Page 16 of Riding Through Life

I inhale a deep breath moving my wrists up and yanking them down and apart in a fast motion. Pain shoots through my wrists up my arms but the zip ties give way and my hands are free. “Shit. That hurt.”

“Good job, Lil’ Kay. Now you need to do that with your feet.” My dad praisesme.

I take a deep breath and repeat the movements I did with my arms and wrists with my legs and feet. It takes a couple of times, but I finally get the zip ties to break apart. My head is pounding even harder and I feel like I’m going to throw up.

“Let me help you up and then we can get out of here.” Dad carefully helps me stand and a wave of dizziness takes hold. Bile climbs its way up my throat and I lean over and vomit. “It’s OK, Kensi, let it out and then we can get moving.”

“Where are we and what happened to those monkey suits?” I ask between dry heaves. Once I feel my stomach is empty and I’m not going to vomit, I slowly stand up. “Fuck, my head hurts.”

“They dropped us off in this apartment complex and left one guy to guard us. The assholes misjudged me and my capabilities.” I can hear the smirk in my dad’s voice. “He’s currently nursing a bad headache with a few cracked ribs while he’s hogtied and gagged.”
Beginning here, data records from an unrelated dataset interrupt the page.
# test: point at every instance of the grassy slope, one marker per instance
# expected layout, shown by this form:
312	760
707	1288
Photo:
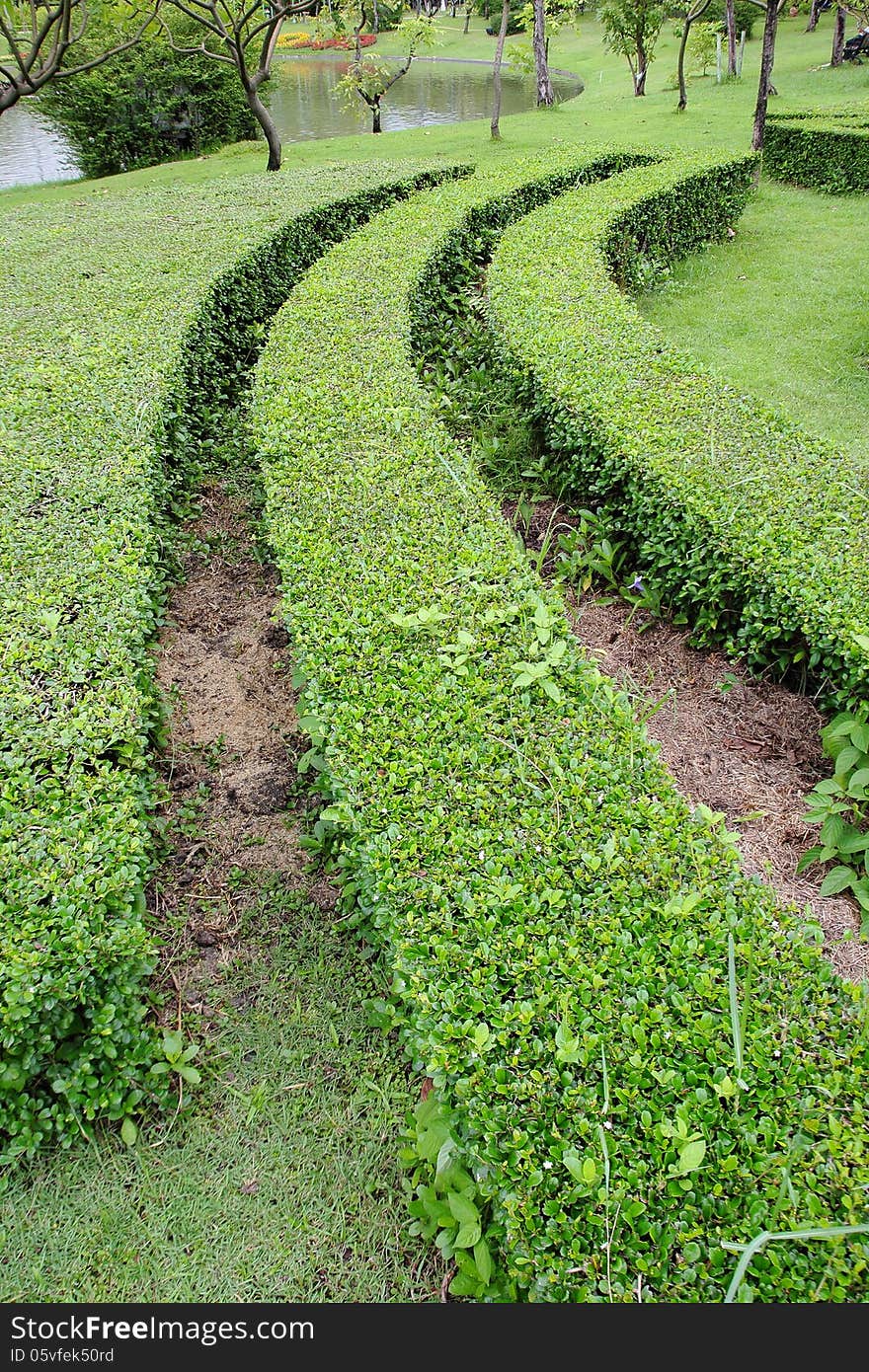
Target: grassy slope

“Did they say what they wanted? Why they did this to us?” We slowly move and since I can’t see where I’m going, my dad has ahold of my arm guiding me.

“The one dick said he was from the FBI, but I don’t believe it. It smells like a cover-up for a case I’ve been working on.”

“What makes you think that?” I have to stop for a moment and catch my breath. Who knew being hit on the head would make you breathless?

“Because the FBI doesn’t kidnap and beat people who don’t want to join them. And it’s a feeling I got. They don’t smell like Feds to me. Remember, I used to be one?”

I snort, making my head pound. “Ouch.” I rub my temple and wince.

“I’ll take a look at it once we get out of these bright lights.”

“Why can’t you turn them off?” I ask again.

“It would alert the others that something is wrong and they’ll come back. And we’re not walking out the front door, we’re going down the fire escape. That is the only place where there isn’t a camera. Come on, we’re almost there.” Dad carefully leads me down a hallway and into a room.

A cold breeze blows across my body and despite the warm clothes I have on, I shiver. My teeth chatter causing my head to hurt. “Damn, this sucks.”

“We’ll be out of here in no time and get you checked out,” Dad assures me. “Ok, are you ready?”

“Can I take this towel off my head?”

“Once we step outside you can. But don’t look down. If you have a concussion, it will make the vertigo worse.” Dad takes my hand and guides me out of the window. “Ok, slowly remove the towel and blink but be prepared, even this light might be too much.”

I remove the towel and close my eyes, preparing myself for the harsh lights invading my eyeballs. When I open my eyes, I’m greeted with darkness and only a street lamp glowing dimly in the night. “This I can handle.”

“Good, Lil’ Kay. Let’s get the hell out of here.” Dad responds. “I’ll go first and you follow. That way if you slip, I can catch you.”

Taking a deep breath, I nod my head, “Let’s do this.”

We slowly make our way down the rickety old fire escape, having to stop a few times when dizziness takes hold of me. Luckily, I don’t throw up again, even though I want to. Once we reach the bottom, Dad and I search around for a car or something we can borrow to get the hell out of here. Not finding anything, we take off on foot.

“Where are we going?” I ask after an hour of walking. We’re in the middle of nowhere and it’s so dark, I have no clue where we are.

“We’re almost there, Lil’ Kay. Just a few more miles and we’ll be to safety.” Dad answers cryptically. I follow along, trusting him to keep us safe and protected. My mind keeps replaying back to the beginning of this whole shitshow. Wishing I made different choices when it came to the decision to leave Aftermath.

After drowning in my doubts and making my head hurt worse, I bite the bullet and ask my dad the question I should have asked when this all started. “Dad, do you think I overreacted in this whole situation with Aftermath?”

Dad stops walking and turns to look me over. “I think you’re miserable and in pain, Lil’ Kay. Your trust has been broken along with your heart. I don’t think you overreacted, but I do think you weren’t being rational.”

“He called me earlier tonight and I hung up the phone on him. Should I have let him explain?”

He releases a deep breath, “I think the two of you love each other enough to get past whatever happened. What is it exactly you’re afraid of?”

What am I afraid of? I think about this question long and hard before answering. “I’m afraid of being like Mom and leaving when things get tough,” I whisper. “Crap. I did exactly what she did to you, didn’t I?”

Dad offers me a tight smile. “There’s a difference between you and your mom, Lil’ Kay. You’re worried you’re like her, but you’re not. I know this because you have regretted leaving the way you did and she didn’t.” Dad wraps me in a warm hug. “No matter what, you will always have my support, but I do think you need to hear Aftermath out and figure out where to go from there.”